Deliberation ist ein Prozess, bei dem Menschen sachlich und auf Grundlage fundierter Informationen miteinander beraten, um zu einem wohlüberlegten gemeinsamen Urteil zu gelangen.

Grundlage der Deliberation ist die Überzeugung, dass das „bessere“ Argument – und nicht Mehrheitsdruck oder Machtgefälle – die beste Grundlage für das Finden einer gemeinsamen, verbindlichen Entscheidung ist.

Es geht darum, Argumente ernsthaft zu prüfen und die eigene Position im Licht von Gegenargumenten zu reflektieren. Die Bereitschaft, die eigene Position aufgrund besserer Argumente zu ändern, ist dabei keine Schwäche, sondern Voraussetzung des Verfahrens. Angestrebt wird ein Ergebnis, das alle Beteiligten vernünftigerweise akzeptieren können – auch jene, die anfangs anderer Meinung waren.
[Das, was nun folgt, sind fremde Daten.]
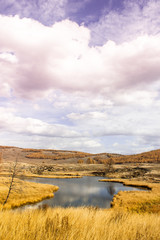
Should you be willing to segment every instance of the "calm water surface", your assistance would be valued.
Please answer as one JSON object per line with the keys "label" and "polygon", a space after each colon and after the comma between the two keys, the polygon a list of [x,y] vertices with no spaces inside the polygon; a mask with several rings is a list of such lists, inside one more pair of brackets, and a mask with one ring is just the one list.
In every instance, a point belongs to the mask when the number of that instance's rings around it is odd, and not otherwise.
{"label": "calm water surface", "polygon": [[48,204],[51,207],[97,206],[109,208],[114,194],[119,191],[140,190],[126,187],[121,183],[98,182],[104,177],[83,177],[71,179],[36,178],[30,180],[38,183],[52,184],[59,187],[54,198],[44,200],[38,205]]}

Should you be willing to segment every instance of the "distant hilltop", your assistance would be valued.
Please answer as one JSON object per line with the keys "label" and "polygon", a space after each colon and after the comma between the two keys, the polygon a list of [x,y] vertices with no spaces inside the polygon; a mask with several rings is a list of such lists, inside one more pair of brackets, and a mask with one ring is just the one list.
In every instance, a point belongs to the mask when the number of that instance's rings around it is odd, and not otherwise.
{"label": "distant hilltop", "polygon": [[0,161],[14,161],[18,157],[20,162],[26,163],[86,163],[106,164],[108,162],[122,163],[160,163],[160,149],[140,154],[121,155],[114,153],[84,153],[79,151],[32,149],[11,146],[0,146]]}

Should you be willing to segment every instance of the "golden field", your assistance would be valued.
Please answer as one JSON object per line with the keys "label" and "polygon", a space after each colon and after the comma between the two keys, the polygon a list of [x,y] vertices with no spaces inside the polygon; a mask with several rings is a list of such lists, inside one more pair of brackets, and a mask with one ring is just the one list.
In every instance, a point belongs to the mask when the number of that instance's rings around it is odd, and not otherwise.
{"label": "golden field", "polygon": [[15,178],[9,199],[3,206],[3,202],[8,193],[9,184],[10,179],[8,177],[0,178],[0,209],[10,209],[28,203],[36,203],[45,198],[53,197],[53,192],[58,190],[57,186],[26,182]]}
{"label": "golden field", "polygon": [[1,211],[2,240],[159,240],[160,216],[94,208]]}

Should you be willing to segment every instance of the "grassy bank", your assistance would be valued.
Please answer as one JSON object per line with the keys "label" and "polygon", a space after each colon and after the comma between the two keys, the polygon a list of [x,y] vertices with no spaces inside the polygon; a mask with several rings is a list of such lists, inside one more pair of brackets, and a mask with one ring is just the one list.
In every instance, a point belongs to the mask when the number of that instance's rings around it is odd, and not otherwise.
{"label": "grassy bank", "polygon": [[8,177],[0,178],[0,209],[10,209],[27,203],[36,203],[45,198],[53,197],[53,192],[58,190],[57,186],[26,182],[15,178],[10,197],[5,206],[3,206],[9,184],[10,179]]}
{"label": "grassy bank", "polygon": [[3,240],[159,240],[160,216],[92,208],[0,212]]}
{"label": "grassy bank", "polygon": [[112,207],[139,213],[160,213],[160,184],[122,179],[104,179],[103,182],[119,182],[126,186],[145,187],[148,191],[120,191],[114,196]]}

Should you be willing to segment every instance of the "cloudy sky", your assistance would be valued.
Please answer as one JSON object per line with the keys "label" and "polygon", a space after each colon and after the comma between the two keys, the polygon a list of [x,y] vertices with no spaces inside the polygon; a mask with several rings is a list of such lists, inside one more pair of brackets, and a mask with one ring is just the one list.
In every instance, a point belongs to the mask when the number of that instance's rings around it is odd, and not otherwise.
{"label": "cloudy sky", "polygon": [[160,148],[160,1],[0,0],[0,145]]}

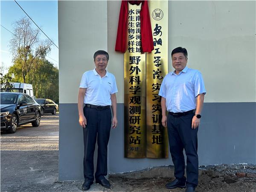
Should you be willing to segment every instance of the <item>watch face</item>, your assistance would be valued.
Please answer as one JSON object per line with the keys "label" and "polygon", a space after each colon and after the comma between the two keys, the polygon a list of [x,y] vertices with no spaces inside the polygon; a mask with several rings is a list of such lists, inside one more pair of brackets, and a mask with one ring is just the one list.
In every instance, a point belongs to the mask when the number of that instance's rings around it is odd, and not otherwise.
{"label": "watch face", "polygon": [[198,114],[197,115],[196,115],[196,117],[198,119],[200,119],[201,116],[201,116],[201,115],[199,115],[199,114]]}

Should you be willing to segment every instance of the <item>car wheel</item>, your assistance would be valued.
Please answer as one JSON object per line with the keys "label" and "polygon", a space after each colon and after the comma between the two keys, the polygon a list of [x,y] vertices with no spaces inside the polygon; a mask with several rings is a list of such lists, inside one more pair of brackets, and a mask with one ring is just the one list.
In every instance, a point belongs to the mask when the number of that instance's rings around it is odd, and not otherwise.
{"label": "car wheel", "polygon": [[40,120],[41,119],[41,115],[39,112],[36,113],[35,116],[35,121],[32,122],[32,126],[33,127],[38,127],[40,124]]}
{"label": "car wheel", "polygon": [[41,116],[44,115],[44,108],[42,108],[41,109]]}
{"label": "car wheel", "polygon": [[55,115],[56,114],[56,108],[54,108],[53,109],[53,112],[52,113],[52,115]]}
{"label": "car wheel", "polygon": [[15,114],[13,114],[12,115],[11,122],[12,123],[11,127],[8,130],[8,132],[11,134],[15,133],[18,127],[18,118],[17,115]]}

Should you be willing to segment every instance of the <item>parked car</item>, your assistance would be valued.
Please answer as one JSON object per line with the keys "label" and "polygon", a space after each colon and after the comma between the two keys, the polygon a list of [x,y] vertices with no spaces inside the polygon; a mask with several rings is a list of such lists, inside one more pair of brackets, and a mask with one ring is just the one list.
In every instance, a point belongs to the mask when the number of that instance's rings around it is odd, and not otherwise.
{"label": "parked car", "polygon": [[32,123],[33,127],[40,124],[40,105],[26,94],[1,92],[1,130],[14,133],[20,125]]}
{"label": "parked car", "polygon": [[53,101],[49,99],[36,99],[35,100],[41,106],[41,115],[47,113],[51,113],[52,115],[56,114],[58,105]]}
{"label": "parked car", "polygon": [[1,90],[1,92],[17,92],[23,93],[29,95],[32,97],[34,98],[34,93],[33,92],[33,86],[31,84],[23,83],[11,83],[13,86],[13,88],[10,90],[9,89],[7,90]]}

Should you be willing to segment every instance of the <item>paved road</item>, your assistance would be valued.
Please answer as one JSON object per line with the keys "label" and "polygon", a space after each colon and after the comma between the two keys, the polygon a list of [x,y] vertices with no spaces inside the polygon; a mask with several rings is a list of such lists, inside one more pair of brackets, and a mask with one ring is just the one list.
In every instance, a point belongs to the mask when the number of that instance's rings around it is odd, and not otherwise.
{"label": "paved road", "polygon": [[58,114],[45,114],[40,125],[1,132],[1,191],[54,190],[58,177]]}
{"label": "paved road", "polygon": [[[58,182],[58,114],[46,114],[38,127],[1,133],[1,192],[81,191],[83,180]],[[94,184],[89,191],[105,191]]]}
{"label": "paved road", "polygon": [[58,150],[58,114],[45,114],[38,127],[31,123],[20,127],[14,134],[1,133],[1,151]]}

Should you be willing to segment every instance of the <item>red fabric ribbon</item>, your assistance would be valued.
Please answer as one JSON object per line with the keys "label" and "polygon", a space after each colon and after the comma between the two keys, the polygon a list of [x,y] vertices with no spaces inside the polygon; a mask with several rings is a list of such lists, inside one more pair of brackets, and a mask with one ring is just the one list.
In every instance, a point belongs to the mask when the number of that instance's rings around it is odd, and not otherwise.
{"label": "red fabric ribbon", "polygon": [[128,2],[132,5],[135,4],[139,5],[140,3],[142,3],[140,15],[142,52],[151,52],[154,49],[154,44],[152,37],[150,16],[147,0],[123,0],[122,1],[115,50],[125,52],[127,49]]}

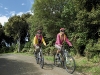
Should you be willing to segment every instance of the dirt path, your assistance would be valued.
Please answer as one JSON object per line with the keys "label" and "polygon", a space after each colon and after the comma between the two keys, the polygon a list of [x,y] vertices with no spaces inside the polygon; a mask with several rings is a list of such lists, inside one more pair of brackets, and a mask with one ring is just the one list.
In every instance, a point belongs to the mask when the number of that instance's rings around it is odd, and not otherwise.
{"label": "dirt path", "polygon": [[45,62],[44,69],[36,64],[34,56],[22,54],[0,54],[0,75],[79,75],[68,74],[65,69]]}

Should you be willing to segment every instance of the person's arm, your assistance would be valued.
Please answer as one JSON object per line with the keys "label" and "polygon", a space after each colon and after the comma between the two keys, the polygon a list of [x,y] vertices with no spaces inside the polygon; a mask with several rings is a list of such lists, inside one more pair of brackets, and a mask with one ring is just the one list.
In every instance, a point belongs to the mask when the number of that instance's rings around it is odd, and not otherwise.
{"label": "person's arm", "polygon": [[69,41],[69,39],[67,37],[66,37],[65,41],[69,46],[72,46],[72,43]]}

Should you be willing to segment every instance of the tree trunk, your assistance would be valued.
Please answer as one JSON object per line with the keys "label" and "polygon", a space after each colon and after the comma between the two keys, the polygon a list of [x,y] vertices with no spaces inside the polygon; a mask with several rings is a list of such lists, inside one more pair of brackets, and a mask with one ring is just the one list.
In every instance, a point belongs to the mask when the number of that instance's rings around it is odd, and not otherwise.
{"label": "tree trunk", "polygon": [[20,52],[20,37],[19,37],[19,39],[18,39],[18,51],[17,51],[18,53]]}

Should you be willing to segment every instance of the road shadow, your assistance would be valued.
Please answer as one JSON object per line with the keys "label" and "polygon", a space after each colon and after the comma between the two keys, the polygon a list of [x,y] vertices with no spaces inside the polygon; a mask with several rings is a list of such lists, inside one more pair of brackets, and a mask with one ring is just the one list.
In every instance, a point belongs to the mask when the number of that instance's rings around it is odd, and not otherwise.
{"label": "road shadow", "polygon": [[41,75],[32,63],[0,58],[0,75]]}

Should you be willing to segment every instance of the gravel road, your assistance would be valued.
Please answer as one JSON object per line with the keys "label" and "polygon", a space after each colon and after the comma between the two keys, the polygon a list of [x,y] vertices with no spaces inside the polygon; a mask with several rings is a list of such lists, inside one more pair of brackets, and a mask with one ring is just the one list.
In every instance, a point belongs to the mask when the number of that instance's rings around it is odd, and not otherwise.
{"label": "gravel road", "polygon": [[65,69],[46,62],[41,69],[34,56],[24,54],[0,54],[0,75],[80,75],[69,74]]}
In nahezu allen Methoden, Formaten und Verfahren der Bürgerbeteiligung ist Deliberation das leitende Prinzip.

Echte Deliberation ist anspruchsvoll.

Die Teilnahme an argumentativen Verfahren setzt Wortgewandtheit und die Fähigkeit zur Verarbeitung komplexer Sachverhalte voraus. Diese Voraussetzungen sind nicht in allen Teilen der Bevölkerung gegeben, so dass deliberative Verfahren an Beteiligungsungleichheit scheitern können.

Schließlich setzt Deliberation voraus, dass alle Beteiligten grundsätzlich bereit sind, sich auf einen Faktencheck einzulassen.